RedisWannaMine infects both database and application servers to fraudulently mine cryptocurrency.
Building a slide deck, pitch, or presentation? Here are the big takeaways:
- Security researchers discovered RedisWannaMine, an attack that uses the EternalBlue exploit found in WannaCry attacks to fraudulently mine cryptocurrency.
- Cryptojacking, an attack that typically uses a form of malware to mine cryptocurrency, is a growing risk in the enterprise.
Another cryptojacking attack has been discovered, and it uses the EternalBlue exploit that powered the massive WannaCry attack that took out systems around the world. RedisWannaMine, discovered by Imperva security researchers, targets vulnerable Windows servers with the leaked NSA exploit.
Imperva initially noted its findings in a Thursday blog post. Therein, it explained that the attack targets both database servers and application servers, and exhibits worm-like behavior that increases the infection rate and makes more money for the attackers who are using it.

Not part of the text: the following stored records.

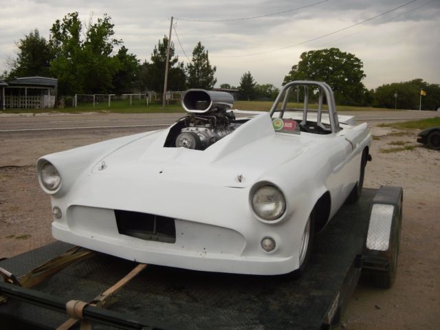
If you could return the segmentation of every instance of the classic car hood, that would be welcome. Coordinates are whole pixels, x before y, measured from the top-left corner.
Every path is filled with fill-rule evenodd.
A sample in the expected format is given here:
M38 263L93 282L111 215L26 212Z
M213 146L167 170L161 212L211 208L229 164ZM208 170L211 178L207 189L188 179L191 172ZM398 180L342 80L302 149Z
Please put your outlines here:
M209 181L244 188L322 141L322 137L311 134L276 134L267 113L250 120L204 151L164 147L168 131L160 131L123 146L100 160L92 172L116 175L139 173L149 179Z

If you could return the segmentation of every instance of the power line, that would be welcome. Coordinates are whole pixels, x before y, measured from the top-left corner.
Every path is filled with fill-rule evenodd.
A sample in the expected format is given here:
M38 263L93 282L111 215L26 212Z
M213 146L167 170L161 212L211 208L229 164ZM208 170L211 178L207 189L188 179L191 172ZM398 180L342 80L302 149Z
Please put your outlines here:
M399 18L399 17L400 17L400 16L404 16L404 15L406 15L406 14L409 14L410 12L414 12L414 11L417 10L417 9L420 9L420 8L421 8L422 7L424 7L425 6L428 5L428 3L431 3L431 2L432 2L433 1L434 1L434 0L430 0L429 1L426 2L426 3L424 3L423 5L418 6L417 6L417 7L415 7L415 8L412 8L412 9L410 10L407 10L406 12L403 12L403 13L402 13L402 14L399 14L399 15L394 16L393 16L393 17L391 17L391 18L390 18L390 19L386 19L386 20L384 20L384 21L381 21L381 22L380 22L380 23L381 23L381 24L383 24L384 23L389 22L390 21L393 21L393 19L397 19L397 18ZM357 32L352 33L351 34L349 34L348 36L342 36L342 37L341 37L341 38L337 38L337 39L333 40L333 41L330 41L330 42L329 42L329 43L324 43L324 45L329 45L329 44L333 43L334 43L334 42L336 42L336 41L339 41L340 40L342 40L342 39L344 39L344 38L349 38L349 37L351 37L351 36L355 36L355 35L358 34L360 34L360 33L361 33L361 32L364 32L364 31L365 31L366 30L366 28L363 29L363 30L360 30L360 31L358 31Z
M179 41L179 45L180 45L180 48L182 49L182 51L185 54L185 57L186 58L188 61L190 63L191 60L188 58L188 55L186 55L186 53L185 52L185 50L184 50L184 47L182 47L182 43L180 43L180 39L179 38L179 36L177 35L177 32L176 31L176 25L177 24L175 24L174 25L173 25L173 28L174 29L174 33L175 34L176 37L177 38L177 41Z
M280 48L277 48L276 50L267 50L267 51L265 51L265 52L256 52L256 53L248 54L246 55L235 55L235 56L215 56L215 55L214 55L214 56L212 56L212 57L230 58L237 58L237 57L253 56L255 56L255 55L262 55L262 54L264 54L273 53L274 52L278 52L279 50L286 50L287 48L292 48L292 47L299 46L300 45L304 45L305 43L310 43L311 41L315 41L316 40L322 39L322 38L324 38L326 36L331 36L332 34L336 34L336 33L344 31L346 30L351 29L351 28L354 28L355 26L359 25L360 24L363 24L363 23L364 23L366 22L369 21L372 21L372 20L373 20L375 19L377 19L377 17L380 17L381 16L384 16L384 15L385 15L385 14L388 14L389 12L393 12L395 10L397 10L397 9L402 8L402 7L408 6L408 5L409 5L410 3L412 3L413 2L415 2L415 1L419 1L419 0L411 0L410 1L408 1L408 2L406 3L404 3L403 5L400 5L400 6L399 6L397 7L395 7L395 8L394 8L393 9L387 10L386 12L382 12L381 14L377 14L376 16L374 16L373 17L370 17L369 19L365 19L364 21L362 21L358 22L358 23L356 23L355 24L352 24L351 25L346 26L345 28L337 30L336 31L333 31L333 32L329 32L329 33L326 33L325 34L322 34L322 35L317 36L316 38L312 38L311 39L308 39L308 40L306 40L305 41L301 41L300 43L296 43L294 45L289 45L288 46L283 47L280 47Z
M324 3L324 2L327 2L329 0L322 0L321 1L318 1L318 2L315 2L314 3L311 3L310 5L306 5L306 6L302 6L301 7L297 7L296 8L293 8L293 9L289 9L288 10L284 10L283 12L272 12L270 14L266 14L264 15L260 15L260 16L254 16L252 17L242 17L242 18L239 18L239 19L180 19L180 18L177 18L176 19L179 19L180 21L186 21L188 22L235 22L237 21L248 21L250 19L261 19L262 17L267 17L270 16L274 16L274 15L278 15L278 14L285 14L286 12L294 12L296 10L299 10L300 9L305 9L305 8L308 8L309 7L313 7L314 6L318 6L320 5L321 3Z

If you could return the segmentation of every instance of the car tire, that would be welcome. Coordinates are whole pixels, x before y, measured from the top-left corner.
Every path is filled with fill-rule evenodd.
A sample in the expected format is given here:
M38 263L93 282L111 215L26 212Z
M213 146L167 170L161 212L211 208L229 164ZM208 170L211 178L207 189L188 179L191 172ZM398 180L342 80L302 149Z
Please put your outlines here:
M432 131L428 135L428 146L433 150L440 150L440 131Z
M348 204L355 203L359 200L362 195L362 188L364 188L364 177L365 176L365 166L366 165L367 151L364 150L362 152L362 157L360 160L360 170L359 172L359 179L358 182L353 188L353 190L346 198Z
M300 267L298 269L293 271L289 274L290 277L292 278L299 278L304 274L304 271L307 267L307 263L310 259L310 255L311 254L311 250L313 248L314 236L315 232L315 221L314 219L314 209L307 219L307 222L304 228L304 232L302 234L302 238L301 239L301 248L300 249Z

RedisWannaMine isn't the first cryptocurrency mining scam to use EternalBlue. In early 2018, the Smominru miner botnet used EternalBlue to steal millions of dollars worth of Monero cryptocurrency from Windows servers and other machines. This could mean the enterprise will see more cyrptojecking atempts made with this exploit.

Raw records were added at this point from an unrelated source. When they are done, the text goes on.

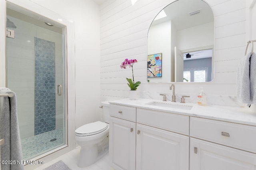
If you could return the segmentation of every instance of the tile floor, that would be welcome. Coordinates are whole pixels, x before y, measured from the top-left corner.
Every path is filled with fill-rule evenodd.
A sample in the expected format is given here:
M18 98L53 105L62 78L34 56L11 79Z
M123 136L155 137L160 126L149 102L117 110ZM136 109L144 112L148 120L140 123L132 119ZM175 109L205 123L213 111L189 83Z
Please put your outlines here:
M72 150L53 160L48 162L35 170L42 170L51 165L62 160L70 169L72 170L113 170L110 166L108 153L104 156L94 164L90 166L81 168L78 166L76 164L79 156L80 148Z
M56 140L51 142L53 139ZM63 144L62 128L21 140L24 160L29 160Z

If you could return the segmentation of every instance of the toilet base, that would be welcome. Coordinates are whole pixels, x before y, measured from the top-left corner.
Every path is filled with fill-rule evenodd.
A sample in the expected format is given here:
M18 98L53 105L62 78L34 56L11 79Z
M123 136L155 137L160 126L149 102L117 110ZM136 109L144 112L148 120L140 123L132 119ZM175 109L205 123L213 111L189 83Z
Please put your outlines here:
M77 165L80 167L84 167L94 164L107 154L108 149L108 136L103 143L81 148Z

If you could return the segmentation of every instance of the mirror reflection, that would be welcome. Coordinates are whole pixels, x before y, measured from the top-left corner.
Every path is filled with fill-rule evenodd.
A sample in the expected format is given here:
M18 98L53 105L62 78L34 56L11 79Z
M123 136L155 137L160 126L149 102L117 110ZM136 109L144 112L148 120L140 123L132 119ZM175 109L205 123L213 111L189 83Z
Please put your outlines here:
M161 10L148 34L148 81L211 81L214 22L202 0L177 0Z

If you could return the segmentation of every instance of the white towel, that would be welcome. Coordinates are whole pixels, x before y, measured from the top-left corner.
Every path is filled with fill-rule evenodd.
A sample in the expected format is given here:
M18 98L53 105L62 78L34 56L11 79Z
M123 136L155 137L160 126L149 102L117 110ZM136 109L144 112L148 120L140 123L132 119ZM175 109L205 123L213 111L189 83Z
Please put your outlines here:
M0 88L0 93L13 93L12 97L0 97L0 138L4 139L1 146L2 160L23 160L15 93L6 88ZM3 170L21 170L24 165L17 164L2 164Z
M244 103L256 103L256 54L247 54L239 64L236 80L238 100Z

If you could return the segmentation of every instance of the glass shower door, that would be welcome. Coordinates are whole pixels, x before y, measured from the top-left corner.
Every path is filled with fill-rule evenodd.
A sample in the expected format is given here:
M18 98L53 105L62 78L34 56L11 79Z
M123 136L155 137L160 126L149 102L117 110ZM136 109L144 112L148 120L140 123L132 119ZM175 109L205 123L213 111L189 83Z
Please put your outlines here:
M14 12L7 10L14 35L6 40L7 87L16 94L27 160L65 144L64 36Z

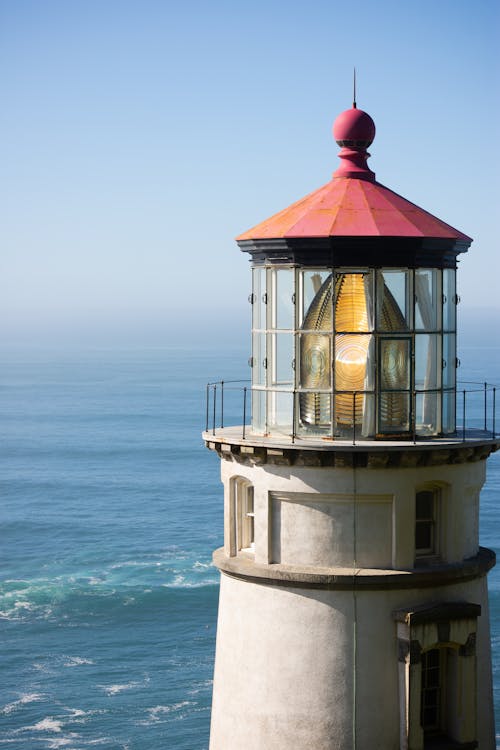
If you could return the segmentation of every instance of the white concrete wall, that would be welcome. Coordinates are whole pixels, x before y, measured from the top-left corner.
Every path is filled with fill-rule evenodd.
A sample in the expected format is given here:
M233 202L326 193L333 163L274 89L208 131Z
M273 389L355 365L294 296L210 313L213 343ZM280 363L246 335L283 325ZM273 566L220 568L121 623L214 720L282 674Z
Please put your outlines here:
M404 707L393 612L436 601L483 608L477 732L479 750L494 750L484 578L418 591L353 592L267 586L225 574L210 750L400 750Z
M440 489L440 557L451 563L477 554L484 461L386 470L221 464L226 554L236 476L254 486L256 562L412 568L415 494L428 487Z

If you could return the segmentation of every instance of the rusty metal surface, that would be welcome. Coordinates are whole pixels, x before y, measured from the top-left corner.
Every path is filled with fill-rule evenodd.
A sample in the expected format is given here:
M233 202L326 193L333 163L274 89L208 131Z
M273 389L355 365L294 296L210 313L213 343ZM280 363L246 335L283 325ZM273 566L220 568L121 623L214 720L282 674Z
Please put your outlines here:
M351 177L335 177L237 240L292 237L428 237L472 242L384 185Z

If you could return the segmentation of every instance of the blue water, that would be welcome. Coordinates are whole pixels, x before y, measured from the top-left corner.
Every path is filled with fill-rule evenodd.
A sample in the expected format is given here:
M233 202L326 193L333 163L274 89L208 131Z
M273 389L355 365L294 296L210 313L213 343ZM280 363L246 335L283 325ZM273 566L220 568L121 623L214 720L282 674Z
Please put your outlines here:
M246 356L3 353L0 746L208 747L222 492L204 385L247 377ZM500 381L500 349L461 359ZM488 469L496 549L500 453ZM489 583L500 718L500 572Z

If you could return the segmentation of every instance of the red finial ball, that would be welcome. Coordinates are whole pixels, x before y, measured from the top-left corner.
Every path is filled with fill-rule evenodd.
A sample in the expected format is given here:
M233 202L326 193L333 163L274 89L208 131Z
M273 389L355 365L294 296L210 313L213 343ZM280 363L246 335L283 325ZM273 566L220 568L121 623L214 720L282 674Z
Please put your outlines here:
M346 109L333 123L333 137L339 146L368 148L375 138L375 123L361 109Z

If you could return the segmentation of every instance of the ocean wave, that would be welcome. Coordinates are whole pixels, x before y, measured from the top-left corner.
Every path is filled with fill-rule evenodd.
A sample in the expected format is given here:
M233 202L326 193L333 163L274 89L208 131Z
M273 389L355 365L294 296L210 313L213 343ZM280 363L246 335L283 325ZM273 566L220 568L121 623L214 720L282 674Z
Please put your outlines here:
M148 572L142 577L138 571L145 568ZM125 569L133 570L133 573L125 575ZM218 585L218 575L214 573L211 564L200 560L175 567L158 566L156 562L126 561L98 574L72 573L54 578L8 580L0 584L0 619L59 621L61 617L78 618L83 613L89 616L99 614L103 607L140 607L155 599L161 604L161 592L165 589L200 589ZM74 662L68 666L80 664L82 662Z
M28 703L43 701L45 700L45 697L44 693L22 693L16 701L7 703L3 708L0 708L0 714L11 714L13 711L17 711Z
M185 718L189 711L196 710L196 703L194 701L179 701L178 703L172 703L166 706L152 706L146 709L148 715L147 719L140 719L136 722L139 726L150 726L151 724L159 724L167 721L178 721L179 719ZM188 709L188 707L191 707ZM184 710L183 710L184 709Z
M101 690L103 690L106 695L118 695L119 693L123 693L125 690L137 690L140 688L144 688L147 686L149 682L149 677L146 677L142 682L139 682L137 680L131 680L130 682L124 682L124 683L117 683L114 685L98 685Z

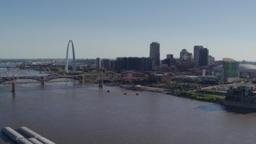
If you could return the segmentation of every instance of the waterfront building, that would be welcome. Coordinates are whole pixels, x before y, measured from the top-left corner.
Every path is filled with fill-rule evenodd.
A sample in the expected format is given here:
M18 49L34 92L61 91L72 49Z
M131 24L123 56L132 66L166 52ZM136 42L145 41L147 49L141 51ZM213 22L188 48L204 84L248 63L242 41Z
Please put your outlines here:
M194 62L196 67L208 66L209 50L202 46L194 46Z
M160 44L158 42L152 42L150 44L150 57L154 59L154 66L160 65Z
M223 74L225 82L233 82L239 79L239 62L225 58L223 60Z
M108 58L103 58L102 60L102 66L105 69L110 70L111 67L110 60Z

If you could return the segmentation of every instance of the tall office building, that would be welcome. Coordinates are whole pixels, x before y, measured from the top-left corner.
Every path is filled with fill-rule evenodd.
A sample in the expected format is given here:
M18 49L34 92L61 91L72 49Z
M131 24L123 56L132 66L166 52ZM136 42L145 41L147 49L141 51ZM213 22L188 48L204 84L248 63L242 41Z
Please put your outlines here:
M174 59L174 54L166 54L166 59Z
M188 53L186 49L182 49L182 51L179 53L179 59L183 60L183 56L186 53Z
M194 46L194 62L196 67L208 66L209 50L202 46Z
M105 69L110 70L111 67L110 60L108 58L103 58L102 60L102 66Z
M209 58L208 58L208 65L209 66L212 66L214 64L214 61L215 61L215 58L214 57L211 56L211 55L209 55Z
M225 58L223 60L224 82L233 82L239 79L239 62Z
M154 66L160 65L160 44L158 42L152 42L150 44L150 57L154 61Z
M99 69L102 67L102 64L101 64L101 58L96 58L96 68Z

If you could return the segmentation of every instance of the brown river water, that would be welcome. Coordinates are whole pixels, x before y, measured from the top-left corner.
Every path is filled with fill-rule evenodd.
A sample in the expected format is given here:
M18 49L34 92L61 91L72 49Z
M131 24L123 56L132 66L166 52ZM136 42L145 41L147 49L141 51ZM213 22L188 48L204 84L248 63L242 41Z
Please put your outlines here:
M56 143L256 142L253 110L92 83L16 86L14 94L10 85L0 85L0 128L25 126ZM0 133L6 142L13 141Z

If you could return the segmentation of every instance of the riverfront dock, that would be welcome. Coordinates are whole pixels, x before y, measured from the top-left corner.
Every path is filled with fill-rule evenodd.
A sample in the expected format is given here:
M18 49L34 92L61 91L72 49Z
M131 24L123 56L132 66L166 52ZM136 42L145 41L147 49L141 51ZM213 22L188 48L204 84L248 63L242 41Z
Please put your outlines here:
M19 144L54 144L54 142L44 137L42 137L27 127L20 127L18 130L24 134L25 137L9 126L2 129L2 132L3 134Z

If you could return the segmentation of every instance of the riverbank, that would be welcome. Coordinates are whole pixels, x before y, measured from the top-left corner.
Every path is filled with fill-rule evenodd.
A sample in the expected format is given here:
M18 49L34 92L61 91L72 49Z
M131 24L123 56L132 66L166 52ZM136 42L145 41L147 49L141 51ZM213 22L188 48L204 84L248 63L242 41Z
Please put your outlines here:
M166 93L166 94L214 103L218 103L219 99L225 98L225 96L223 95L203 94L196 92L175 92Z
M168 89L150 87L145 86L134 86L134 85L119 85L121 88L125 88L132 90L141 90L141 91L150 91L156 93L162 93L176 97L186 98L202 102L210 102L214 103L218 103L219 99L225 98L224 95L218 94L200 94L197 92L170 92Z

SEE: Cybersecurity in 2018: A roundup of predictions (Tech Pro Research)
To start, RedisWannaMine exploits the vulnerability CVE-2017-9805. This is a particular Apache Struts vulnerability that goes after the Struts REST plugin with XStream handler, as noted by Charlie Osborne of our sister site ZDNet.

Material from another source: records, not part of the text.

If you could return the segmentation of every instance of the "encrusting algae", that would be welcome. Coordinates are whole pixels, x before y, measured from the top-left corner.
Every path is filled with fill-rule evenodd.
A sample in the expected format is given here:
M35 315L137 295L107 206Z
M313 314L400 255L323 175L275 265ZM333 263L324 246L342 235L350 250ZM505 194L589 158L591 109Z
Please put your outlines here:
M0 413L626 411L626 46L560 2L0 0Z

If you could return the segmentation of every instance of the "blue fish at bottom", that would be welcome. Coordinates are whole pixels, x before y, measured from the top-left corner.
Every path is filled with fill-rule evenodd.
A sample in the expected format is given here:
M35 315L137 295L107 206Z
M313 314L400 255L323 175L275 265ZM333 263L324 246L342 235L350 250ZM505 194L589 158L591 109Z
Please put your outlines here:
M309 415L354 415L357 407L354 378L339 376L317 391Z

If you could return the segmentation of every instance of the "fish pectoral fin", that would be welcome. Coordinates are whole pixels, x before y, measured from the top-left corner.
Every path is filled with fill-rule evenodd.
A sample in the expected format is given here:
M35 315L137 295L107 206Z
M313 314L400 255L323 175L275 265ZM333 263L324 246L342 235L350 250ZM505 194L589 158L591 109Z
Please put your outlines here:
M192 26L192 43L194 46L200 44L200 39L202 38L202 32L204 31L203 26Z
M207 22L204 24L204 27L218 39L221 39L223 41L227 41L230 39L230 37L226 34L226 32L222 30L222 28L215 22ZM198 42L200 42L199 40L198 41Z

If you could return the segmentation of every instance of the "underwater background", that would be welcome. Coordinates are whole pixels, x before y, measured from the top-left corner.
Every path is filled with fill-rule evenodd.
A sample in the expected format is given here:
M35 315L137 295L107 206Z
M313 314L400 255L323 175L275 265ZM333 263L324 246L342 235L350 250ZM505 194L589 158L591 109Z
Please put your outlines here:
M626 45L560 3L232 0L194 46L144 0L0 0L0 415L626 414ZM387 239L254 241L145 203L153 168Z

Once exploited, it will run as shell command, drop RedisWannaMine, and run a cryptominer (admissioninit.exe) program, the post said. After that it will scan for vulnerable Redis servers and drop RedisWannaMine as well. It will also scan for vulnerable Windows SMB servers and exploit EternalBlue to drop the cryptominer, the post noted. Once the miner is up and running, it will mine cryptocurrency and funnel the funds into a wallet owned by the hackers.
As noted by Osborne, the existence of attacks like RedisWannaMine is a clear indication that attackers will always go after older, well-known vulnerabilities to make some cash. As such, IT leaders should always have a proper system update and patch schedule in place to prevent their organization from becoming a victim.
According to the post, as these attacks get more sophisticated, it's a sign that "cryptojacking attackers have upped their game and they are getting crazier by the minute!"